A few months back some of the keys on my PowerBook G4 1.33 started to make a clicking noise when pressed and provide additional resistance. Most of the affected keys centered around the “F” key, and though their functionality wasn’t entirely diminished, it was mildly irritating to use. The same issue came up almost a year ago on Mac Fixit. Supposedly there is a layer of foil underneath the keys that has the tendency to shift when heated. The PowerBook is excellent at producing a fair amount of heat, and the keyboard is often used to dissipate it. To the best of my knowledge this foil shifted enough to bunch up under some of the keys causing the clicking and stiffness. In retrospect, probably not the best design idea.

Having the PowerBook in the office most of the time and attached to an external keyboard often made me forget about this issue altogether. Still I felt that I should get it fixed, lest I forget and my Apple Care* quietly expires. I was going to arrange to take it the Apple SoHo store which supposedly could replace the keyboard on site, but deadlines, laziness, and general forgetfulness got the best of me. That was till I picked up some additional RAM.

Not being content with 768 MB of RAM, I decided to purchase a 1 GB chip with my new recently obtained Ingram Micro account. RAM keeps getting more affordable, especially at a wholesale level. There must be a whole fleet of trucks dedicated to moving product between the warehouse and Manhattan. It doesn’t seem to matter what shipping speed I pick, as long as it’s in stock in the PA warehouse, it magically arrives the next morning. I digress, I happily slapped the RAM in my Mac, removing the extraneous stock 256 MB chip.

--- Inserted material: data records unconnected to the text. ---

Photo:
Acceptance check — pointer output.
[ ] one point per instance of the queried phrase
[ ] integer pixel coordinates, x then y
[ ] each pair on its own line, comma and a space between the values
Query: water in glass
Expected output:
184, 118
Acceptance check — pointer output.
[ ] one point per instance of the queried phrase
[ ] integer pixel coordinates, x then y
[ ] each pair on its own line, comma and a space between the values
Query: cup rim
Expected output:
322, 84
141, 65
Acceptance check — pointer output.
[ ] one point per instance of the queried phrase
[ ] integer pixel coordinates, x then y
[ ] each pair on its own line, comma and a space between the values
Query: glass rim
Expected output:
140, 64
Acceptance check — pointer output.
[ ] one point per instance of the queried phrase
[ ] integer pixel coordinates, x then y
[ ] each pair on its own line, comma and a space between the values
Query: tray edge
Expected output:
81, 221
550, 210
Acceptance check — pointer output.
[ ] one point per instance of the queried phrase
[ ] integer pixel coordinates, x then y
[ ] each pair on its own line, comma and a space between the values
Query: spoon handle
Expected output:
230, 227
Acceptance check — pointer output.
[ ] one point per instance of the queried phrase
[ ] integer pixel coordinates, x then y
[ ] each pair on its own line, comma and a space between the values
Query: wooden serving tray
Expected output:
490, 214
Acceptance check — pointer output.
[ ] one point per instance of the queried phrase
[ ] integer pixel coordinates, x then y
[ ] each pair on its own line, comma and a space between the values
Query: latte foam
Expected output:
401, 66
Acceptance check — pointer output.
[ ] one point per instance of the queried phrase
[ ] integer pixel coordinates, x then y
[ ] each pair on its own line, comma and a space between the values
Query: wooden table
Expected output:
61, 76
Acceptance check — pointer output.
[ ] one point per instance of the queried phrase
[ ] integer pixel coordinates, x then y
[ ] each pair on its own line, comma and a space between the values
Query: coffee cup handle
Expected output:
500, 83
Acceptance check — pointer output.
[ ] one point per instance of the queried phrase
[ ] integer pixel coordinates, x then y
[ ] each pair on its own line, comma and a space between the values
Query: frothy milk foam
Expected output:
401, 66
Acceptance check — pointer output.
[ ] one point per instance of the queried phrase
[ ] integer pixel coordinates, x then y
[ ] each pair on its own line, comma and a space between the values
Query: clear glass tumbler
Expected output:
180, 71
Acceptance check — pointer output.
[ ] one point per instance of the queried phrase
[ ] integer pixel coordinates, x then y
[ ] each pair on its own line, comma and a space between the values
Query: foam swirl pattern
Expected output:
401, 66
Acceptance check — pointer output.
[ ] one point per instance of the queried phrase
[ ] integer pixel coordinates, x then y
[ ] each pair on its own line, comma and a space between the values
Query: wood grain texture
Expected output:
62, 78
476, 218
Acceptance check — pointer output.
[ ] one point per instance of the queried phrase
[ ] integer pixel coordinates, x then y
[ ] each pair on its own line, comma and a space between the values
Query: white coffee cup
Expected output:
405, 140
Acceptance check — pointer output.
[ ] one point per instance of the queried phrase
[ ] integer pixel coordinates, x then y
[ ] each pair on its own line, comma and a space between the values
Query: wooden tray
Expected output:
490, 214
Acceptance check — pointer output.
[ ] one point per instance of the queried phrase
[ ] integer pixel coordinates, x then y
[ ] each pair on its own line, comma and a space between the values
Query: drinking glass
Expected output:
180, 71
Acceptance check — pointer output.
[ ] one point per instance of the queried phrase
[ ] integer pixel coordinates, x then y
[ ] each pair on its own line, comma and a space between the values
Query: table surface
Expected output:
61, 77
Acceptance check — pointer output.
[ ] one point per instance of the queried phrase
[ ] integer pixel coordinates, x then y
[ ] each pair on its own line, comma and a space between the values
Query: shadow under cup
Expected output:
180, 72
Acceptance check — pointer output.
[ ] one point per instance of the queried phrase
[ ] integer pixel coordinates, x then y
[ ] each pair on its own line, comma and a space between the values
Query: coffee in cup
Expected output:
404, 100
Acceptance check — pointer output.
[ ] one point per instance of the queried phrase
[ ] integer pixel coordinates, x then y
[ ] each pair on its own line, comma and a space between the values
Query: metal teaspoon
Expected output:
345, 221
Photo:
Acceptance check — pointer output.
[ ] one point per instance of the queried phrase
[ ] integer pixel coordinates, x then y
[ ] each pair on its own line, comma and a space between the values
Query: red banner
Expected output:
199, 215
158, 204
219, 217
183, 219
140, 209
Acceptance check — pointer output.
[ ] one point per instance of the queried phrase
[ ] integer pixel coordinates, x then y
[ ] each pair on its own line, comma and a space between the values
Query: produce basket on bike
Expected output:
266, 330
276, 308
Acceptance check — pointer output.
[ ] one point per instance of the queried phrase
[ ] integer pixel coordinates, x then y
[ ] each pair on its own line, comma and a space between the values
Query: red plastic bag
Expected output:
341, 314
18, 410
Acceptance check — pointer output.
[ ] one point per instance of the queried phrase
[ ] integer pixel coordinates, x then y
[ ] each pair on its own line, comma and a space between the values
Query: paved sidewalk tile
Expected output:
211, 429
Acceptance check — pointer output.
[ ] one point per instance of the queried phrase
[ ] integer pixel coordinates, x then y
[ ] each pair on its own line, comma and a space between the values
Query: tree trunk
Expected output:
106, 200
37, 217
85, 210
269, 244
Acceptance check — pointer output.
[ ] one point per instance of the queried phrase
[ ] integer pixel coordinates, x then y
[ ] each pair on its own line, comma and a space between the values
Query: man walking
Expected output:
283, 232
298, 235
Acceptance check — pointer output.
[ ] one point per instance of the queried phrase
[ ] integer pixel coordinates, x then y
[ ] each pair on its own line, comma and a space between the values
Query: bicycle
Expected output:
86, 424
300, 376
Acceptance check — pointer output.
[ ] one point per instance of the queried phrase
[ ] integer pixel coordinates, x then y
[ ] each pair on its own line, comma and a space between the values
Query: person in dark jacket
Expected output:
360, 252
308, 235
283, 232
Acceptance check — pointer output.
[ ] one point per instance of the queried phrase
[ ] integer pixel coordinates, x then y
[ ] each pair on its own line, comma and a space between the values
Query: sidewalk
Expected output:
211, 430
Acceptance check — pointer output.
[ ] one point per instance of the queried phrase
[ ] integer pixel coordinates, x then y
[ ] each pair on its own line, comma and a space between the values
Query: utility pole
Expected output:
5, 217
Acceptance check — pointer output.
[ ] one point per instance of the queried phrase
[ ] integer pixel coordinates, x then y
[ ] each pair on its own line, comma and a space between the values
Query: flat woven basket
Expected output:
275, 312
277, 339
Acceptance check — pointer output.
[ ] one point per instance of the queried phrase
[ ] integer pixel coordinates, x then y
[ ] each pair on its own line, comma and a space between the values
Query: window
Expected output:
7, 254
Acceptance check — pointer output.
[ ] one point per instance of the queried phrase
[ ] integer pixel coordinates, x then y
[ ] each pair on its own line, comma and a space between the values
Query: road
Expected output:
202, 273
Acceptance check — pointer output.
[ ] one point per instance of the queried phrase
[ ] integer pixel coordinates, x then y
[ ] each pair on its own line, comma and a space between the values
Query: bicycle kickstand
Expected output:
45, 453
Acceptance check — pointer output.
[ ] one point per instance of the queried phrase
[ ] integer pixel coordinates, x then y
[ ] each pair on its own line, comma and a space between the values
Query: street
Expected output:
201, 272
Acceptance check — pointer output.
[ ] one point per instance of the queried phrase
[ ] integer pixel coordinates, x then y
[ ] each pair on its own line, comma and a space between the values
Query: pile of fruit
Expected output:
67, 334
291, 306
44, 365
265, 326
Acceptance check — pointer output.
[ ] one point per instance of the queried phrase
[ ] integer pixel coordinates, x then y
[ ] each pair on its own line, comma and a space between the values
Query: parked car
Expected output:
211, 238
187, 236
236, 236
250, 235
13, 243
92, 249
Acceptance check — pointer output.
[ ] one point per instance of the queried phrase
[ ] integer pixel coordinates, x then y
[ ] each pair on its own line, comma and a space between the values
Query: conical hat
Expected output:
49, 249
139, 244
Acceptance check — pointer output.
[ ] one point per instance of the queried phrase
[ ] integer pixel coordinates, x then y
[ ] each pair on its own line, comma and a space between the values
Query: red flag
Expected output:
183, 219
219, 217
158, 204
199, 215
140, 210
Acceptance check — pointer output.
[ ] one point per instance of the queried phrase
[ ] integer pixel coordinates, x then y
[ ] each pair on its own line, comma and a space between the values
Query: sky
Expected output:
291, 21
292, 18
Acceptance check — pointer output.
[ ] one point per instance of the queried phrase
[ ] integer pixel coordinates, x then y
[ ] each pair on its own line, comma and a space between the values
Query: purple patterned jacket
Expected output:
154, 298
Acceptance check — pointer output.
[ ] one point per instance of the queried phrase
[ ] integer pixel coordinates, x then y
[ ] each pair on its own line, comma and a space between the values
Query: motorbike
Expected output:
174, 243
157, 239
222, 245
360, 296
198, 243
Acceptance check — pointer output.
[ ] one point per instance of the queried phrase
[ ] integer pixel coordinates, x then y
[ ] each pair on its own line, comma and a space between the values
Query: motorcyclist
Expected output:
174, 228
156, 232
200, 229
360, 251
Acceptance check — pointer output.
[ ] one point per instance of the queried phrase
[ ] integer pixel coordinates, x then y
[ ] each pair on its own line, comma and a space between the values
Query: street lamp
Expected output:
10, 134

Everything seemed to be running well, aside from a random crash here and there, which admittedly happened every few months. After installing one of the 10.4 updates I noticed that only 512 MB of RAM was showing up. So I checked to make sure it was all seated correctly, I reset the open firmware, did a little voodoo dance and rebooted. The 1 GB chip was back. A day later the Mac crashed again, and the chip was gone. Worried that I got bad RAM, I moved the 1 GB chip to the upper slot and the 512 MB to the lower, reset the open firmware, skipped the dance and rebooted. 1.5 GB of RAM showed up, until it crashed again, leaving me with only the 1 GB chip. Oddly enough Mac Fixit had mentioned that certain versions of OS X are a little more picky about RAM, and that some updates would leave people with some or all of their RAM disabled. In the case of some PowerBooks, as in mine, the updates helped to identify a latent logic board issue. This probably accounts for infrequent crashes I’ve gotten over the duration I’ve owned the machine. However, not until recently did the OS disable my lower RAM slot, most likely sparing me the sporadic crashes.

Now I had two reasons to send my PowerBook back to Apple. On March 2nd I called Apple and filed report. The next day a box arrived for the PowerBook to be shipped back in. I waited till Tuesday, the 7th to send it off so I could have the laptop for the weekend. The following day I got an e-mail saying the repair center received it. By the 9th, they finished fixing it, and mailed it back. This morning I received it. All I can say is that’s phenomenal turnaround time. Departs Tuesday morning, back by Friday morning. It took considerably longer for Jon to get his Xbox 360 repaired.

According to the invoice, the logic board, keyboard, and top plate (wrist-pad, track-pad, etc.) were all replaced. I was hoping for a little surprised like a backlit keyboard, or maybe a faster processor, but getting a new track-pad thrown in works for me. The RAM is working properly, and so is the keyboard. Chalk one up for the Apple Service Center.

*Apple Care is essential for any portable Mac.